Ah but now there was
a problem. How was I going to prevent her from escaping and enjoying
the Vida Loca outside while I raised her little minions? The big
kennel would only work for a couple of weeks, so George bought them
the Cadillac of cages complete with three shelves, a cushion and
four doors at the pet store for a small fortune though it was
discounted as the floor sample was all they had left. This is when I
am thankful I have a commercial van. Once installed, I cut up fatigue
matting so their little paws and bodies would have soft surfaces on
every shelf and the floor and because of the size of the matting,
different colors. Then came the toys every time I went shopping and I
guess they quickly evolved into the grandkids we would never have as
they were constantly taken out and played with and cuddled and even
fed. Next thing I knew, I had 7 cats with IQ's equal to little humans
and the ability to climb anything and no hope of finding homes for
them as everyone I knew had been suckered in by a pregnant feral cat
and now had an instant crazy cat lady kit they were trying to find
homes for....I guess we could have just exchanged kittens for variety
but we were all stuck, even my vet. As soon as mother was spayed, she
managed to escape leaving me with 7 half grown kittens and she never
looked back. Now they really were spoiled as we took the place of
their mother.
How spoiled?
Everyone has their own bowl, their own special food they want, their
own spot and they have even picked out which of the humans they will
con. Oh, and now we even have to buy two varieties of kitty litter.

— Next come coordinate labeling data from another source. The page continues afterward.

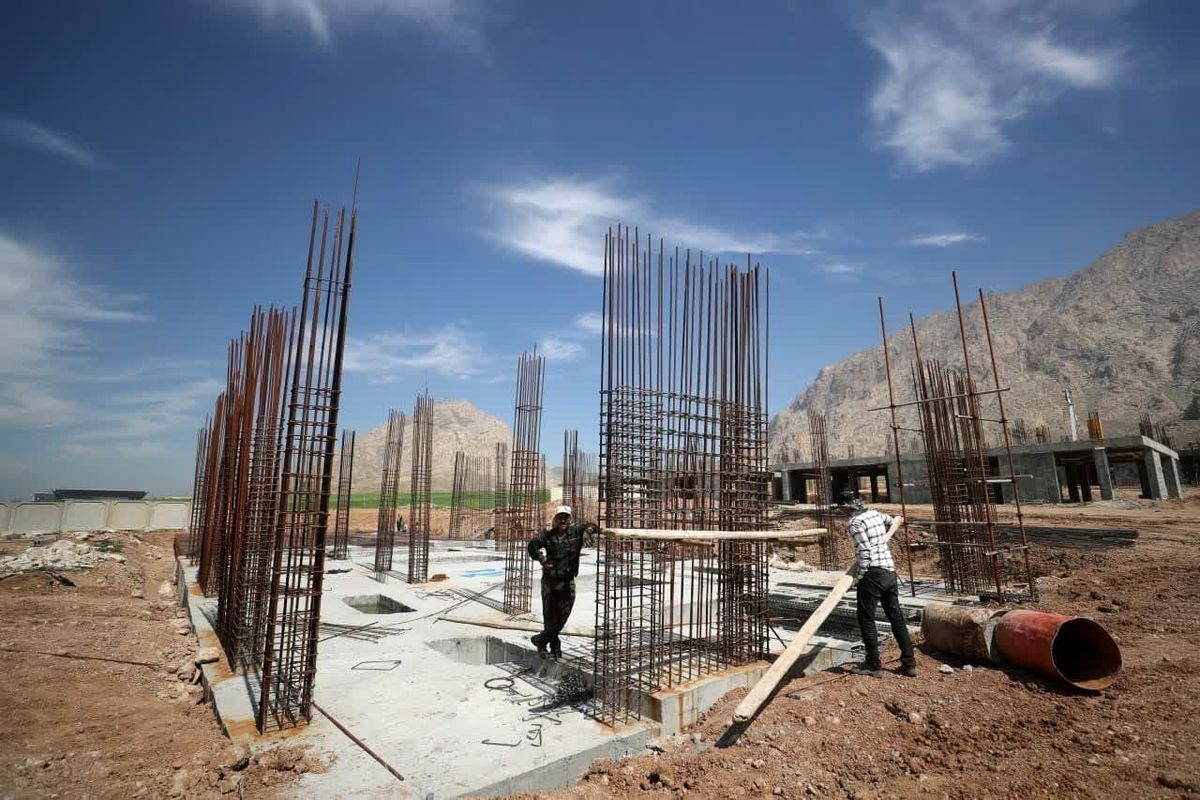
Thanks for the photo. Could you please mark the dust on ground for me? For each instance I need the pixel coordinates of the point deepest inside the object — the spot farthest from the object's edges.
(97, 697)
(985, 732)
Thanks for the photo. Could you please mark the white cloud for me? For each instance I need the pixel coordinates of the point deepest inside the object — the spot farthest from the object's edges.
(562, 220)
(29, 404)
(449, 350)
(945, 240)
(557, 349)
(591, 323)
(840, 269)
(958, 76)
(138, 419)
(45, 310)
(456, 22)
(39, 137)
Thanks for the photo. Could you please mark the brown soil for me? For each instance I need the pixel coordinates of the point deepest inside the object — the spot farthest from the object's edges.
(90, 702)
(987, 733)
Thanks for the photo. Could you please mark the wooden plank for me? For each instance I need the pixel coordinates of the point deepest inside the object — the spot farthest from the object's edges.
(762, 691)
(714, 535)
(516, 625)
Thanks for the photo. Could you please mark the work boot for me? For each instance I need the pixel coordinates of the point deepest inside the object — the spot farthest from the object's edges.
(874, 671)
(541, 645)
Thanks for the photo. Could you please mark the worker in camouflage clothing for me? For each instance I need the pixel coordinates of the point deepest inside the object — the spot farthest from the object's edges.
(557, 549)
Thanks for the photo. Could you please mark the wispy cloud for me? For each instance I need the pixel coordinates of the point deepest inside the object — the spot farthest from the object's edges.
(46, 311)
(945, 240)
(39, 137)
(959, 76)
(591, 323)
(840, 269)
(562, 220)
(559, 349)
(142, 417)
(459, 23)
(31, 404)
(387, 356)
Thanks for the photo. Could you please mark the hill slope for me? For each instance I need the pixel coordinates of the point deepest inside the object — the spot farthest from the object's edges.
(1122, 332)
(457, 425)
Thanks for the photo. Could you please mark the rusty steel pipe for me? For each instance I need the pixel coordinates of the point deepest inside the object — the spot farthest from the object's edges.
(961, 631)
(1073, 649)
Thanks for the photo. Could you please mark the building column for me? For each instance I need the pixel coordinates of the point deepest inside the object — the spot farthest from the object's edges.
(1174, 486)
(1103, 475)
(1155, 481)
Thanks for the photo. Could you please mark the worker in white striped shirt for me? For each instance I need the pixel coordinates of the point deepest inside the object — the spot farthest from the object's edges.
(877, 584)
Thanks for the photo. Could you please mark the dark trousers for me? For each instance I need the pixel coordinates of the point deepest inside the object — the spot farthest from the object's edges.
(557, 600)
(879, 585)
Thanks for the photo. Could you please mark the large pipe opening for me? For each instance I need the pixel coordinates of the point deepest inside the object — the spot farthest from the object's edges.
(1085, 655)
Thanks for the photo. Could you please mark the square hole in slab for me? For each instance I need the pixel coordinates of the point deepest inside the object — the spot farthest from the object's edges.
(377, 605)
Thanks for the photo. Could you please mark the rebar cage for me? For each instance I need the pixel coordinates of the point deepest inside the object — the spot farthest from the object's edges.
(683, 446)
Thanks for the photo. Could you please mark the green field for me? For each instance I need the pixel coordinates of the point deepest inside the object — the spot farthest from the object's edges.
(439, 499)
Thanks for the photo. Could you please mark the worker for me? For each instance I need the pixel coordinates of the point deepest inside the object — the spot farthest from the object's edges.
(877, 584)
(557, 549)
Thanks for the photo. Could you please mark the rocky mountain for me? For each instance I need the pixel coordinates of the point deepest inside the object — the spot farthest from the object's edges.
(457, 425)
(1122, 334)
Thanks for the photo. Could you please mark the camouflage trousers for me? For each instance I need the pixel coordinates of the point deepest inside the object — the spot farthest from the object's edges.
(557, 600)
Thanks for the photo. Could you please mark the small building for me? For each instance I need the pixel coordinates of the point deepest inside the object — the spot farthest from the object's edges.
(97, 494)
(1053, 471)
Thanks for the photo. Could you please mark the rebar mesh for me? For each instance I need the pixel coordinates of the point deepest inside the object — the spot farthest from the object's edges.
(293, 617)
(683, 446)
(345, 479)
(389, 493)
(822, 493)
(526, 505)
(420, 497)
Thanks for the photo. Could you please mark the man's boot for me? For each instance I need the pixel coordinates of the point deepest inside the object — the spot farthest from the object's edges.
(540, 644)
(874, 671)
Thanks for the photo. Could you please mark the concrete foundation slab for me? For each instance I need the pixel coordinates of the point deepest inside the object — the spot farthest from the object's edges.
(462, 709)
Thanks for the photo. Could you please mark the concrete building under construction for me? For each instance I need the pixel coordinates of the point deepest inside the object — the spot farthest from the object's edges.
(1050, 471)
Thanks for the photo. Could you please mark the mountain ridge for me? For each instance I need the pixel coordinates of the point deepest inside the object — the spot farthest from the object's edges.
(1122, 332)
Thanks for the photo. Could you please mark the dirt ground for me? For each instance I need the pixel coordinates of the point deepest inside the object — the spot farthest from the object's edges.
(989, 732)
(91, 703)
(95, 698)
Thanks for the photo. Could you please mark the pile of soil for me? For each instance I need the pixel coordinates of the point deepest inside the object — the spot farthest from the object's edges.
(99, 696)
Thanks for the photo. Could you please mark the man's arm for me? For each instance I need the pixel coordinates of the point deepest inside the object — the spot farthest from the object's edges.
(862, 546)
(537, 543)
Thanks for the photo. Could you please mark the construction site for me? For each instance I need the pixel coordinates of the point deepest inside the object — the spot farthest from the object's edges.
(268, 638)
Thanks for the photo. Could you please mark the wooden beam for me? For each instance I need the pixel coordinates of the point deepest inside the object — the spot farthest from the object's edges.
(516, 625)
(766, 686)
(714, 535)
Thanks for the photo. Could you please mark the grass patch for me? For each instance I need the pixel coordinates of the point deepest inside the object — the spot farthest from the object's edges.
(438, 499)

Ningee will eventually teach the other six sign language. They all
talk and seem to consider us the slow ones as we don't jump on
command. We get the “what is wrong with you, slow ones” look
several times a day. Nothing is done until the Furry 7 are attended
when we awaken. I, however, demand coffee and since my coordination
is not good until the second cup and they have tails, they have
learned to sit by the coffee maker and wait for me to get that first
cup down before beginning the to do list for my day....feed me...wash
the water bowls and refill the kibble dispenser...pet me...open my
special can...pet me...I need teeth cleaning kibble...where's my
catnip mouse????? Meanwhile, in catdom, Ningee's IQ continues to
climb. The final domination of the world is not far from her reach as
soon as she learns to use the computer. She may have already done
that. How do you know who is really writing this?